Girl in rain with umbrellaJosephina

Josephina, dressed in yellow,
Doesn’t care about the weather,
In her yellow raincoat
With her yellow umbrella,
In her yellow Wellingtons,
Yellow ribbons in her hair,
It can rain and rain and rain,
Josephina doesn’t care.

 

From ‘Collecting Cobwebs, Gathering Brambles’:

After the Storm

The roaring beast of the storm
that yesterday railed
in tantrum against the rocks
has exhausted its god-like fury.

I take the steep and slippery track
down to the beach,
scrabbling over the rocky outcrops
laid like traps to trip the unwary.

Low tide.

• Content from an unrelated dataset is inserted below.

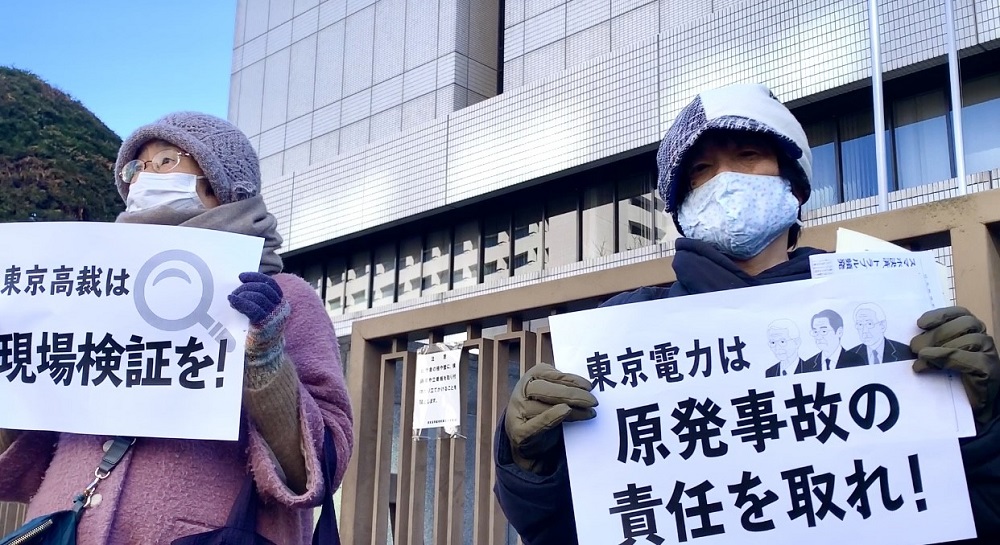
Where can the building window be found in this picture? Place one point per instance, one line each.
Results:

The sea breathes
gently over the shingle,
hushes out, and shooshes in;
a giant monster sated and asleep.

while there on the sand
the remnants of a rusting hulk
lie discarded — picked bones
of some long-since digested feast.

 

The Random Wall by Jack Williamson

I watch a workman build a wall
With stone strewn by a quarry blast.
To me they seem so ill disposed,
Last remnant of some holocaust.
Yet each strewn orphan’s craggy face
Was found a careful resting place,
The large, the small, the gross misshapes,
And none to claim a pride of place,
The strength of one the strength of all.
A worthwhile task, a good stone wall.